N'achevez pas. Je puis vous être odieux; mais vous m'appartenez; mes forfaits nous ont tellement unis l'un à l'autre.....

EUGENIE douloureusement.

Malheureux!.... qu'osez-vous rappeler?

LE COMTE avec feu.

J'oserai tout pour vous obtenir. Au défaut d'autres droits, je rappellerai mes crimes pour m'en faire des titres. Oui, vous êtes à moi. Mon amour, les outrages dont vous vous plaignez, mon repentir, tout vous enchaîne et vous ôte la liberté de refuser ma main; vous n'avez plus le choix de votre place, elle est fixée au milieu de ma famille : interrogez l'honneur; consultez vos parens; ayez la noble fierté de sentir ce que vous vous devez.

LE BARON au comte.

Ce qu'elle se doit est de refuser l'offre que vous lui faites; je ne suis pas insensible à votre procédé, mais j'aime mieux la consoler toute ma vie du malheur de vous avoir connu, que de la

:

livrer à celui qui a pu la tromper une fois.
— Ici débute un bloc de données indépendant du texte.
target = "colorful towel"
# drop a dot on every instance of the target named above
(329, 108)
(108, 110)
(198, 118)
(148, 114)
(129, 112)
Sa fermeté lui rend toute mon estime.

LE COMTE pénétré.

Laissez-vous toucher, Eugénie ; je ne survivrais

pas à des refus obstinés.

EUGÉNIE veut se lever pour sortir, sa faiblesse la fait
retomber assise.

Cessez de me tourmenter par de vaines instances; le parti que j'ai pris est inébranlable ; j'ai le monde en horreur.

LE COMTE, regardant autour de lui, s'adresse enfin à madame Murer.

Madame, je n'espère plus qu'en vous.

MADAME MURER fièrement.

Je consens qu'elle vous pardonne, si vous pouvez vous pardonner à vous-même.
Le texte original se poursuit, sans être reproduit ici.